Prudent landlords will also want to ensure that refunds processed in store for items purchased online are not deducted from gross turnover. Landlords should additionally aim to require the tenant to provide their sales data from across all its platforms on a quarterly (or even monthly) basis, if possible, to allow them to closely scrutinise the income. In contrast, it is in the tenant’s interests to resist these provisions.
A tenant may have to covenant to submit audited accounts at regular intervals to enable the landlord to verify its turnover. Alternatively, a landlord could install its own electronic data feed system to directly monitor the tenants turnover transacting through sales equipment at the premises.
What about orders that are made at a store, but delivered to the customer direct from a tenants distribution centre located elsewhere? For example, a furniture purchase. Both parties will no doubt feel differently about where this turnover should lie for the purposes of the rent calculation. It may be possible to negotiate a solution that allocates a proportion of the revenue to the retail premises and a proportion to the distribution centre for the purposes of the rental calculation.
Tenants can resist a landlord’s interpretation of revenue in the context of turnover rent, but fundamental issues still arise when considering online orders that are placed through a variety of channels – for instance, point-of-sale devices such as smartphones located within a unit or shopping centre but outside the tenant’s premises.
Transparency and flexibility
To ensure transparency, parties should come to a clear agreement as to the kind of data capture the tenant has to undertake, and the accounting information that it should disclose to support its turnover calculations. Where there are disputes, resolution procedures should allow for independent negotiation – and if this fails, a binding third-party audit process by an independent expert should take place.
Notwithstanding the current trend for short-term lettings, in longer leases it would be both sensible and pragmatic for landlords to draft turnover rent clauses that can be revised periodically to reflect current market practice or include an option for the lease to revert to a standard market rent at the landlord’s option (if turnover rent ceases to be appropriate). For example, a landlord may find that an anchor tenant with a flagship store is more focused on offering a brand experience to customers than on obtaining actual product sales, which at least in the short term will affect the landlord’s income stream.
The end of turnover rents?
With new methods of shopping including click and collect, mobile payments and OR code purchasing, it is clear that a traditional “cash through the till” approach to calculating turnover rent is not practicable.

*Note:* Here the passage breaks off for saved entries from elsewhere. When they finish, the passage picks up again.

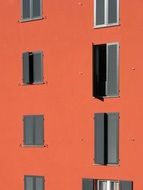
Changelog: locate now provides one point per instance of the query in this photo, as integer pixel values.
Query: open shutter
(26, 78)
(28, 130)
(99, 12)
(87, 184)
(99, 70)
(99, 144)
(39, 183)
(28, 183)
(38, 67)
(112, 70)
(36, 8)
(39, 129)
(113, 139)
(126, 185)
(25, 9)
(112, 11)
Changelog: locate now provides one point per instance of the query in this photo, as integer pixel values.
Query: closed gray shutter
(28, 130)
(38, 67)
(36, 8)
(29, 183)
(25, 9)
(39, 183)
(113, 139)
(126, 185)
(39, 130)
(87, 184)
(26, 68)
(99, 145)
(100, 12)
(112, 11)
(112, 70)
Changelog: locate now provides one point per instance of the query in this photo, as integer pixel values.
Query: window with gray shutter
(31, 9)
(32, 67)
(105, 70)
(106, 13)
(33, 130)
(126, 185)
(33, 183)
(88, 184)
(106, 137)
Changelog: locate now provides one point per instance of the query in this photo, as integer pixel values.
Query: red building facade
(65, 33)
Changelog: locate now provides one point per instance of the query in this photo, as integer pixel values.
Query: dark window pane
(26, 78)
(25, 9)
(28, 130)
(113, 121)
(38, 67)
(112, 75)
(39, 130)
(39, 183)
(29, 183)
(112, 11)
(100, 12)
(88, 184)
(36, 8)
(99, 70)
(126, 185)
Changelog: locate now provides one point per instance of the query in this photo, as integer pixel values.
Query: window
(106, 13)
(106, 138)
(92, 184)
(32, 68)
(107, 185)
(105, 70)
(31, 9)
(33, 130)
(33, 183)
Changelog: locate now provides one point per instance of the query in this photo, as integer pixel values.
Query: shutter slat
(28, 130)
(39, 129)
(25, 9)
(38, 67)
(113, 132)
(26, 78)
(99, 139)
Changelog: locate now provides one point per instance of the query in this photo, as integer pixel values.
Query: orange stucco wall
(65, 36)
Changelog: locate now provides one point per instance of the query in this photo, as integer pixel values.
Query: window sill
(107, 165)
(31, 19)
(33, 146)
(107, 26)
(32, 84)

Retailers account for payments in different ways, often through a central system and not solely through the sales apparatus at the premises.
In light of the growing online presence of many outlets and the substantial changes in consumer spending habits, we expect traditional turnover rent models will continue to evolve and perhaps even be disregarded in favour of more easily manageable – and in some respects predictable – open market rents.

If this course of action is not appropriate, where a landlord is unduly concerned about the effect of “e-tailing”, there may be scope to negotiate an arrangement whereby it receives a percentage of turnover generated from the premises and a further percentage of the overall Internet sales achieved by its tenant.